Correspondence to: Alberto Pertusa, King's College London, PO 69, Institute of Psychiatry, De Crespigny Park, London SE5 8AF, UK

Abstract

Background

Hoarding symptoms have been described in individuals with autism spectrum disorders (ASD). Furthermore, individuals with hoarding disorder (HD) may display some ASD-like features. In order to further refine the diagnostic boundaries of HD, we examined the presence of autistic traits and theory of mind deficits in individuals with HD and of hoarding behavior in patients with ASD.

Methods

Two hundred and twenty-one participants in five groups (HD, ASD, obsessive–compulsive disorder (OCD), anxiety disorders (AD), and healthy controls (HC)) were administered measures of autistic traits (Autism-Spectrum Quotient), theory of mind (eyes test-revised), and hoarding severity (saving inventory-revised; SI-R (add acronym)).

Results

Hoarders displayed more autistic traits compared to healthy individuals but not to psychiatric controls.
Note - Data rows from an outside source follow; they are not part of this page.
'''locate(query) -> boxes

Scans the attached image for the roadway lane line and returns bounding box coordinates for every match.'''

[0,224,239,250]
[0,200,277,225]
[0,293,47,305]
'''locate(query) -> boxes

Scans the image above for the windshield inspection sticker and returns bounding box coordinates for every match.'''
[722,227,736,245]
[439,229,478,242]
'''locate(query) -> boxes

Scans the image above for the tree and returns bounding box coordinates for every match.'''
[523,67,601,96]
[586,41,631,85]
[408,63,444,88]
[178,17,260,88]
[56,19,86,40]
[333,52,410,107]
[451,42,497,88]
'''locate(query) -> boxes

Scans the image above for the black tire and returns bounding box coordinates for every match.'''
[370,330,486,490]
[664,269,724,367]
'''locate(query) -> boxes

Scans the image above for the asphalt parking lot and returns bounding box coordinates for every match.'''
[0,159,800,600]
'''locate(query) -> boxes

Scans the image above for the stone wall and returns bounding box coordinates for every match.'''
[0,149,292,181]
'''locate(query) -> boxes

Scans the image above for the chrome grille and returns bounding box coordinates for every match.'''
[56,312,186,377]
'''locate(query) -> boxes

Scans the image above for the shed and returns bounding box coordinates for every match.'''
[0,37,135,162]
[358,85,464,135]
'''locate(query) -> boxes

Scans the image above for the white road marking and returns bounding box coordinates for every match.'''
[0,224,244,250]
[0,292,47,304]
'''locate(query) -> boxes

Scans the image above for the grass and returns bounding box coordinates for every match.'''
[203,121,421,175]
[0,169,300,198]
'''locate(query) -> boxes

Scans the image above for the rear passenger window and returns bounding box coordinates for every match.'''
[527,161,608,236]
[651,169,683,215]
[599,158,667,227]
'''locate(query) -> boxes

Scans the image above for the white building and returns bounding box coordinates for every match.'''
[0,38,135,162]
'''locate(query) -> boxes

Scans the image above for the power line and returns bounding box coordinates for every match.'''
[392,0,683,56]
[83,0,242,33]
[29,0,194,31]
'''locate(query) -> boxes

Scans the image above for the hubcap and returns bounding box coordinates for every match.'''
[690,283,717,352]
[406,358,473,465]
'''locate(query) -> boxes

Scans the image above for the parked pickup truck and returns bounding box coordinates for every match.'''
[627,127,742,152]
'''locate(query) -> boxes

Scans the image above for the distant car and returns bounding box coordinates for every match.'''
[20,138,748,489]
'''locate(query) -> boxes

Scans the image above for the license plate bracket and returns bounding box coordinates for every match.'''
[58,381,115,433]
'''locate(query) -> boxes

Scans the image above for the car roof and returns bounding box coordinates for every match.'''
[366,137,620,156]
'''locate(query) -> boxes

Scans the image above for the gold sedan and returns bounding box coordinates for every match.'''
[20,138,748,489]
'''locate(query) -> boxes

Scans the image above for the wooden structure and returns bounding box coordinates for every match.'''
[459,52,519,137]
Participants with ASD had significantly higher scores on the SI-R than both psychiatric (OCD or AD) and HC groups, indicating more severe hoarding behavior, but had lower scores than participants with HD. The presence of autistic traits in individuals with HD was related to the presence of comorbid OCD, but the presence of hoarding symptoms in individuals with ASD was unrelated to comorbid OCD.

Conclusions

We conclude that individuals with HD do not display more autistic traits than psychiatric controls, thus supporting its status as an independent diagnostic entity. More research is needed to further understand the phenomenology and clinical relevance of hoarding symptoms in ASD. Depression and Anxiety 0:1–9, 2011. © 2011 Wiley-Liss, Inc.